Christie's sells Ocean Dream for record $17.3 million in Geneva
A 5.5-carat blue-green diamond just reset the auction ceiling at $17.3 million. Its rarity is already shaping what luxury buyers will chase next.
The 5.50-carat Ocean Dream climbed to CHF 13,567,500, or US$17,366,400, at Christie's in Geneva after about 20 minutes of bidding, setting a record for a vivid blue-green diamond and reminding the market that extraordinary color still commands extraordinary money.
Christie's described the triangular-cut stone as the largest fancy vivid blue-green diamond known to exist, and said it was certified by the Gemological Institute of America. The rough was found in Central Africa in the 1990s and weighed 11.70 carats before cutting, a transformation that helps explain why top-quality colored diamonds are so prized: once a stone combines rare hue, notable size and clean internal character, it moves from jewelry into the realm of trophy collecting. GIA executive Tom Moses called Ocean Dream a "unicorn" and said he had never seen a natural blue-green diamond of that intensity and size.

The result also showed how sharply demand can compound over time. Ocean Dream sold at Christie's in 2014 for about $9.8 million, making the new price nearly double the earlier figure and more than $7.5 million higher over 11 years. It had also been displayed in the Smithsonian Institution's Splendor of Diamonds exhibition in Washington, D.C., in 2003, a further sign that the stone has long sat at the intersection of gemology and public fascination.
Christie's had estimated the diamond at CHF 7 million to 10 million. Instead, it led a Geneva Magnificent Jewels sale that totaled CHF 51,859,550, or US$66,501,674, with 99% sell-through by lot and 84% of lots selling above their high estimate. Rahul Kadakia, Christie's Asia Pacific president, described the buyer as an unspecified private client. The auction house said bidding came from Europe, the Americas and Asia Pacific, evidence that the appetite for exceptional stones remains global.

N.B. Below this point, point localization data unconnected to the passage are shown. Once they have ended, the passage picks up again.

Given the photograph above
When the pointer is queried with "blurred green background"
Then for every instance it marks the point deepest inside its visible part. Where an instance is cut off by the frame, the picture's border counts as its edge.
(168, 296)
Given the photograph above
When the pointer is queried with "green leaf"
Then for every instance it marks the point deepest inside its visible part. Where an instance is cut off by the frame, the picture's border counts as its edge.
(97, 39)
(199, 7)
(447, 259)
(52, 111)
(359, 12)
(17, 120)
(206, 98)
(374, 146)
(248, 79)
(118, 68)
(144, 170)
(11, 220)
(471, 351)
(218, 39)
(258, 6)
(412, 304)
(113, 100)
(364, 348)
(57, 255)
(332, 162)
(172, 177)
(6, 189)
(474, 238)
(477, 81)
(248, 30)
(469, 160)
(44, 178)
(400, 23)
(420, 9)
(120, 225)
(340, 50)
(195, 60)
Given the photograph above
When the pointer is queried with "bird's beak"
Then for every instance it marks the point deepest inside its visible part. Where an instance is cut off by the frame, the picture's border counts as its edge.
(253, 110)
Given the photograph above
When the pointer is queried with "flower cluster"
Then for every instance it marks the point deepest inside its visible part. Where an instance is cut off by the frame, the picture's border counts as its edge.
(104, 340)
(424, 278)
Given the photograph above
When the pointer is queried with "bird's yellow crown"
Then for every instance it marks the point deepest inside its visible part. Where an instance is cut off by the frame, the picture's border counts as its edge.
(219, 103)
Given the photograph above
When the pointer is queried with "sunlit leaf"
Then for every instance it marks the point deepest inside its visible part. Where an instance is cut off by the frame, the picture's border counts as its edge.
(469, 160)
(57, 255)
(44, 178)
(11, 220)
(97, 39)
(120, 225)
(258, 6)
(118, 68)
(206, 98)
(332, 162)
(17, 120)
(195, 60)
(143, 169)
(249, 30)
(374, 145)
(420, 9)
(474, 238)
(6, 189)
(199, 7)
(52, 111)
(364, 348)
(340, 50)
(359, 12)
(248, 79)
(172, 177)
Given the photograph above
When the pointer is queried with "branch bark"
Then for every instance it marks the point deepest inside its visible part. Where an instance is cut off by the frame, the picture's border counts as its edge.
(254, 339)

For everyday fine jewelry, the significance is subtler but no less real. Ocean Dream's blue-green spectrum is the kind of color that filters down from the top of the market into retail collections, where designers translate trophy-stone drama into more accessible forms: teal sapphires, greenish-blue tourmalines, and diamond accents that sharpen rather than mute the central stone. The lesson for buyers is clear. When a gem like this resets the record books, it also resets taste, and the next season of fine jewelry often follows its shade.